Air yang diambil dari pembuluh kayu daun akan digantikan oleh air dari pembuluh kayu batang, dan air yang berkurang dari pembuluh kayu batang akan digantikan oleh air yang berasal dari pembuluh kayu akar. Seluruh proses ini menimbulkan aliran secara terus menerus dari akar ke daun. Inilah yang dimaksud dengan daya isap daun.

Untuk mengetahui adanya tekanan akar, daya isap daun dan daya kapilaritas dapat dilakukan kegiatan sebagai berikut :
a. Menunjukan adanya tekanan air
- Carilah tanaman dalam pot, misalnya tanaman pacar air, kemudian dipotong dekat pangkalnya
- Segera setelah dipotong tutup dengan ibu jari dan masukan pipa karet seperti seperti pada gambar. Isilah dengan air.
- Kemudian masukan pipa kapiler yang telah diisi dengan air. Tutup setiap sambungan dengan vaselin atau malam supaya tidak bocor. Tunggu beberapa waktu.
- Lihat permukaan air dalam pipa kapiler. Catatlah apa yang terjadi.

Gambar 1.1.2  Percobaan untuk menunjukan adanya tekanan air


b. Menunjukan adanya daya isap daun

- Sediakan dua tabung berisi air yang sama banyaknya
- Masukan ranting daun dan ranting tidak berdaun seperti pada gambar
- Setelah beberapa waktu air dalam tabung yang berisi ranting daun airnya berkurang lebih banyak dari pada air dalam tabung yang berisi ranting tak berdaun. Apa sebabnya?

Gambar 1.12. Percobaan untuk menunjukan adanya daya isap


c. Menunjukan adanya daya kapilaritas
- Sediakan bejana berhubungan yang ada kapilernya, kemudian isi dengan air
- Ternyata permukaan air dalam pipa kapiler lebih tinggi daripada dalam tabung yang lain. Mengapa demikian?

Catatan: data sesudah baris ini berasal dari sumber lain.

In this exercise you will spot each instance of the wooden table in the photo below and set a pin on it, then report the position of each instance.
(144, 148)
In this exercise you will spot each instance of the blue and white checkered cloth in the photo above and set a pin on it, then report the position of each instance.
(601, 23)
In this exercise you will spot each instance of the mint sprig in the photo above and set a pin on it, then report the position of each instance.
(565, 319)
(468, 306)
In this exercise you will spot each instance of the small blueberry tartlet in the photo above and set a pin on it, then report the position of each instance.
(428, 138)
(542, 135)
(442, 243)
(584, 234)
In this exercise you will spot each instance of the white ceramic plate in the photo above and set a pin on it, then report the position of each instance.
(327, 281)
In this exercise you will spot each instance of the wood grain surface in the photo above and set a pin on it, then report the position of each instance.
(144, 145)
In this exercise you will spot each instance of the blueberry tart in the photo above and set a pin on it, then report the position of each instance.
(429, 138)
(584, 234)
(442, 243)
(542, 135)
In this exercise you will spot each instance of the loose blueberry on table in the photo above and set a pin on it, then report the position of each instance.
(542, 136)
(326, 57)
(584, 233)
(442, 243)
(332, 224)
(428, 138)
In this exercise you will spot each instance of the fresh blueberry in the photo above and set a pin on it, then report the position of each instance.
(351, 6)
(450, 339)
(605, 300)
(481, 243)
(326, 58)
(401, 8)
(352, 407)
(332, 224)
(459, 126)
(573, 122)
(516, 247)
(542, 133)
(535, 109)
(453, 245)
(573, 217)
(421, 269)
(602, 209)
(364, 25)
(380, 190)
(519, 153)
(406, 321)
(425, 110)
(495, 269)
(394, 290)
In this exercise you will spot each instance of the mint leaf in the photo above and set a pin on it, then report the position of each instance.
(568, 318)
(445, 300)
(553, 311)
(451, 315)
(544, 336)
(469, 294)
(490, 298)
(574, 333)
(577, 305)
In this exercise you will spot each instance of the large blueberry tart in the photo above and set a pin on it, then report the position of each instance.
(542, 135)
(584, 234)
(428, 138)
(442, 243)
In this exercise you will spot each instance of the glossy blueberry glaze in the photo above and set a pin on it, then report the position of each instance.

Gambar 1.13. Percobaan untuk menunjukan adanya daya kapileritas


D. Kata-kata Penting

Dikotil         :  tumbuhan berkeping dua
Fotsintesis   : Proses penyusunan zat makanan pada tumbuhan yang berhijau daun (klorofil dengan bantuan energi cahaya)
Jaringan Xilem : jaringan yang disusun oleh pembuluh kayu dan serabut kayu
Jaringan floem : jaringan yang disusun oleh pembuluh tapis, sel tetangga dan serabut kulit
Kambium    :  jaringan meristematik yang terletak di antara xilem dan floem
Kloforil       :  zat hijau daun
Monokotil   :  tumbuhan yang berkeping satu
Transpirasi  :  penguapan pada tumbuhan
Unsur hara  :  Unsur penting (garam-garam mineral) yang dibutuhkan tumbuhan.


E. Rangkuman

Untuk hidup tumbuhan ditunjang oleh alat yang struktur dan fungsinya berbeda yang meluputi pernafasan, transportasi, pengeluaran, gerak iritabilitas. Pernapasan pada tumbuhan dapat terjadi karena majsuknya oksigen melalui stomata pada daun dan lentisel pada batang.


F. Latihan/Soal-soal

1. Jelaskan, apa kegunaan pembuluh kayu dan pembuluh tapi pada sistem pengangkutan tumbuhan?
2. Tunjukan dimana letak kambium pada tumbuhan dikotil dan apa kegunaan dari kambium?
3. Jelaskan, mengapa air dalam tanah dapat naik sampai ke daun?
4. Apakah yang dimaksud dengan (1) difusi; (2) osomosis; (3) selaput semipermiabel; (4) lentisel; (5) lingkar tahun.
5. Jelaskan perbedaan susunan berkas pengangkut pada batang tumbuhan dikotil dengan batang tumbuhan monokotil.